The decades-long row over hunting on National Trust land on Exmoor has taken a new twist after a prominent fox hunt was banned by Trust bosses for more than a month for “a significant number of breaches” of its licence.
The Minehead Harriers was told it would not be allowed on the vast National Trust-owned Holnicote Estate in west Somerset in January following repeated complaints that the hunt was illegally hunting.
The hunt’s suspension has lasted more than three weeks, and will continue into March unless the hunt agree to a new ‘code of practice’ for meets is agreed with the Trust.
The row began last month when the National Trust took the unprecedented step of suspending the licence it issued to allow the Minehead Harriers on its land at Holnicote.
The question of whether the National Trust should allow hunts on its land in Somerset became a bitter dispute throughout the 1990s and early 2000s, in what was a precursor to the entire hunting debate and eventual ban.
Since that ban in 2005, hunts claim to be legally trail hunting and the fox hunts and stag hunts that operate on Exmoor can obtain licences to go onto National Trust land.
But this season the National Trust said it had received many complaints and “have ourselves seen” a significant number of breaches of the licence agreement.
The anti-hunt Somerset Saboteurs group claimed those breaches included illegally hunting foxes, among other transgressions.
“Breaches have included, illegal hunting (chasing and killing a fox, digging out on trust land), blocking public roads and riding quads through SSSIs and nature reserves, and refusing to give information on meets when asked by members of the public,” said a spokesman for the sabs’ group.

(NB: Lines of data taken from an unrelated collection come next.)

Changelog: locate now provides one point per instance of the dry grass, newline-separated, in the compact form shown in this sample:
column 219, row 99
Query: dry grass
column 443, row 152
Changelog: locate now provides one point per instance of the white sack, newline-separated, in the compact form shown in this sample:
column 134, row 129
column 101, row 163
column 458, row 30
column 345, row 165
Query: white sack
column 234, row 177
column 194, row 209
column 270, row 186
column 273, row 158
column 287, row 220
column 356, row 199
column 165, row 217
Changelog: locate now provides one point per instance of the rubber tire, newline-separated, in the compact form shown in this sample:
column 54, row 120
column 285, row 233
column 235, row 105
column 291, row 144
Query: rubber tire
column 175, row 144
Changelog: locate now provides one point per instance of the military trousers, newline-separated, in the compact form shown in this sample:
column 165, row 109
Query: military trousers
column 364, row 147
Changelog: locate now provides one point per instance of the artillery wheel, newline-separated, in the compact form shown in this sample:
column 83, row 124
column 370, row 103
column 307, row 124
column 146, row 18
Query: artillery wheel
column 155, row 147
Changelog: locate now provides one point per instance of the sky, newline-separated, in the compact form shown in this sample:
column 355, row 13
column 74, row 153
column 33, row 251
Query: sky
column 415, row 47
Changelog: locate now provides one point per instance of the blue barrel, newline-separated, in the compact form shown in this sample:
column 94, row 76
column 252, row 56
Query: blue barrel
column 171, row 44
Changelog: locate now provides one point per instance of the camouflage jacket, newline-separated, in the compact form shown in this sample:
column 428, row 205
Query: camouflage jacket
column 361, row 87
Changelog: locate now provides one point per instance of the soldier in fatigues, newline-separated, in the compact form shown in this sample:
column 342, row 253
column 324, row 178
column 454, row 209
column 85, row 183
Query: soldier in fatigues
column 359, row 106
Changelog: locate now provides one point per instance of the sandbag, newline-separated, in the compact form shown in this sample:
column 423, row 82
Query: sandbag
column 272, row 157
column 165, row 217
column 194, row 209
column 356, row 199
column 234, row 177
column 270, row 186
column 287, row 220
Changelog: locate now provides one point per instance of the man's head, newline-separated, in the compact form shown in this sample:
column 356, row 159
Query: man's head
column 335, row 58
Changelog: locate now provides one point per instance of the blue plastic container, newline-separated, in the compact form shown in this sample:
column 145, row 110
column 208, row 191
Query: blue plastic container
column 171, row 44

“We believe the National Trust, locally, is to be congratulated on finally taking action against blatant illegal hunting, something which is often ignored by the police and landowners – be they private, public, charities or trusts – in particular the Forestry Commission and National Trust in other areas have failed to act.
“We will be only too pleased to look out for any breaches that may occur should the Minehead Harriers regain their licence. No one wants to stop a fun day out as long as all animals are protected from cruelty,” he added.
The National Trust confirmed it was not only third-party complaints but their own staff that witnessed breaches of the licence.
A Trust spokeswoman said: “We can confirm that we have suspended the annual licence, which would have run to March, of the Minehead Harriers at Holnicote.
“We have been made aware of, and have ourselves seen a significant number of breaches of the terms of the licence agreement,” she added.
The Harriers and the National Trust met on Thursday, and yesterday gave differing versions of how that meeting went.
“The Masters and Chairman of the Minehead Harriers had a very productive meeting with the National Trust,” said a spokeswoman for the hunt.
“An agreement was reached to lift the suspension of the licence following the hunt resolving to take steps to address the administrative issues that had led to concern. It was made clear by the National Trust that they were highly supportive of the lawful trail hunting that the Harriers engage in as part of the National Trust’s mission to preserve the rural traditions of the South West.
“The hunt promised to take steps to improve communication with the trust and to publish a code of practice to provide guidance to its followers and supporters.
“The National Trust recognised the problems the hunt faces from pressure groups determined to cause trouble for lawful hunting in the area.
“The hunt appreciates the difficult job that the National Trust has to do in preserving and maintaining their land for the benefit of the public.
“The Minehead Harriers look forward to a long and productive association with the National Trust,” she added.
But the National Trust said it was not quite like that, and there was no guarantee the suspension would be lifted.
“We have agreed to lift the suspension, potentially from March 1 for the last month of the season, provided we have evidence that a mutually agreed code of practice has been developed and communicated to the Hunt’s members and followers.
“A number of other conditions we have discussed with the Hunt will also need to be met,” she added.